Tomorrow Is For Sleeping: Why Blues? Why Gospel? Why Now?

28 12 2011

As the band’s reigning champion of record collecting, Billy has this to say on the subject…

This year was a fine year in music. I have an unhealthily interest in Tyler the Creator, Iceage, Odd Future (that’s not quite an endorsement, fuck holes!) and with less guilt, Tom Waits’ “Bad As Me”, M83‘s full length, Dum Dum Girls’ “Only in Dreams”, Washed Out, 6 songs off the latest Wilco, and two great one-man acts – Bill Callaghan’s latest might be my candidate for best lyrics (sorry OFWGKTA) And Austin singer-songwriter ((sounder))‘s EP all struck a chord.

Unfortunately, none of these records match the excitement that last year’s LCD Soundsystem “This Is Happening” or Kanye’s “Dark Twisted Beautiful Death Fantasy” sparked in me last year.  The closest candidates would be tUnE-yArDslatest, the seriously underrated Strokes summer album, SF’s Weekend, JCBUS van favorite JD McPherson‘s “Signs and Signifiers”, and this new Black Keys which I’m not sure what to do with other than like.  There’s also some nice easy listening like Feist, Florence & the Machine, and perhaps there’s been a Judy Collins reissue, if that’s your thing.

But the best records may have been from the crates for me. With money and uncertainty constantly at hand for the Western World, I have moved just left of the Soul crates this fall and found solace in the slim pickings of the blues and Gospel bins.

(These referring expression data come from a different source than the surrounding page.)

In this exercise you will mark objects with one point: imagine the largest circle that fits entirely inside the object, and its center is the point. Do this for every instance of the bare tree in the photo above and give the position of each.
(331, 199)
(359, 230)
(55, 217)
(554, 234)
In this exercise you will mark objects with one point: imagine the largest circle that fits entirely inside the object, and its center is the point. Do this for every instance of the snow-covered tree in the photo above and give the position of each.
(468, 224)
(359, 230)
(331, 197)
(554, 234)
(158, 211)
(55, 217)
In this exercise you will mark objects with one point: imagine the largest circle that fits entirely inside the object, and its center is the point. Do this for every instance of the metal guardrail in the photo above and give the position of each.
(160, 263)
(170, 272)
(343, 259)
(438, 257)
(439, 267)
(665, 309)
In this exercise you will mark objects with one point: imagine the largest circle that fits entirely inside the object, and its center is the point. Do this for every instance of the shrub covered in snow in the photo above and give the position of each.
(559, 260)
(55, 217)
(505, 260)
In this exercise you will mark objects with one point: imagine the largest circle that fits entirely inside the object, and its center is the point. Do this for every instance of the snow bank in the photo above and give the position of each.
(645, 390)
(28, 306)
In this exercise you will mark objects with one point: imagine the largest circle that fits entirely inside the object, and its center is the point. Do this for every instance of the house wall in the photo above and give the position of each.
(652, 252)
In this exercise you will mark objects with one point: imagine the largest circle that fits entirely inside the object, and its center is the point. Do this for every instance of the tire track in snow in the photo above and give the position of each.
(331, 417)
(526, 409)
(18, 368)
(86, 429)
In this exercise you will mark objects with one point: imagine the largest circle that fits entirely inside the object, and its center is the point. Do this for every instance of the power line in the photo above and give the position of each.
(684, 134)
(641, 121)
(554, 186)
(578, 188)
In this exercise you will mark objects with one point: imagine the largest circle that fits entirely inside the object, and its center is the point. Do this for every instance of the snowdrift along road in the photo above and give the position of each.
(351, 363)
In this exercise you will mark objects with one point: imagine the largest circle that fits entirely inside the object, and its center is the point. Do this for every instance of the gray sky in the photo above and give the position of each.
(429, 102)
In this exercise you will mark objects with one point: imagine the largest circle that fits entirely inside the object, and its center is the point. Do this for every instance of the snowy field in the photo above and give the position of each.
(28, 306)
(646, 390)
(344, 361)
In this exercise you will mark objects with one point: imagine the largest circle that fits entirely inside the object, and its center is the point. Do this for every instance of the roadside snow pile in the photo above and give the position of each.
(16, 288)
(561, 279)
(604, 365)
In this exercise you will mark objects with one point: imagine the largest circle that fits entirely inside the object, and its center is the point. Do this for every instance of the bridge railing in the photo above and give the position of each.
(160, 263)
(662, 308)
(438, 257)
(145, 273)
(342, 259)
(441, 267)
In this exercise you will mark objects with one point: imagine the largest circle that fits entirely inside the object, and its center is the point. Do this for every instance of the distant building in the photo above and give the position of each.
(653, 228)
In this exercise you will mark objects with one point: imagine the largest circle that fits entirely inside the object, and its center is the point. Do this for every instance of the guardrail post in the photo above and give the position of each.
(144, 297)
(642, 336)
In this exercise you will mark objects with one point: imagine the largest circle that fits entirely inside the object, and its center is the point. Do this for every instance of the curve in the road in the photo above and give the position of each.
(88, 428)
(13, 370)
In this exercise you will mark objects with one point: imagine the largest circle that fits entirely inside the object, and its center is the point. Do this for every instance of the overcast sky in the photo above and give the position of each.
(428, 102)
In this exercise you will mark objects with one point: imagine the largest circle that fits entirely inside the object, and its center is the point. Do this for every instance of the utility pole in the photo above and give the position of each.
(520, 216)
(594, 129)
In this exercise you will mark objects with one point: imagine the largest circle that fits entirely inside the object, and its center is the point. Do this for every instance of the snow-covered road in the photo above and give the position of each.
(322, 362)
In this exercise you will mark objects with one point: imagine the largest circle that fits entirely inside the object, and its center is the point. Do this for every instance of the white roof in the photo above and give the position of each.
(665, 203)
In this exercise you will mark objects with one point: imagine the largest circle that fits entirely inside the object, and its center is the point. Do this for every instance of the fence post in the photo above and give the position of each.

Here’s my top five after a week of digging through DC’s record bins and church basements while on a directing gig here in our nation’s Capitol.

1. Bye and Bye – The Davis Sisters

A haunting and sublime plea with the stark accompaniment of organ and piano only. I sprung this record on a very intoxicated version of the band last night, and to my amusement they were as inspired as me.

2. Folk Singer LP- Muddy Waters

Cut during the first lull in Muddy’s great career, this folky record was a departure from his taut electric blues but features the first Chess session by Buddy Guy and ranks among Muddy’s most emotional work.

3. Jonah – Mighty Clouds of Joy

The MP3 of this does not do it justice. The guitars and bass are awesome albeit a bit wild. This sounds like The Impressions returning to the church.

4. Blood of Jesus – The Sensational Nightingales

If you’ve been listing to a lot of horror-core rap, some of these more macabre gospel lyrics might suit you. But it’s really the organ player the Nightingales employ and the strained testament of their voices that get me most.

5. I’m in the Mood – John Lee Hooker

What’s sexier than a double tracked reverb-laden baritone and a single mic’d foot stomp?

In these hard and uncertain times nothing rings more true than honest declarations of unhappiness and other earthly pleas for hope and help.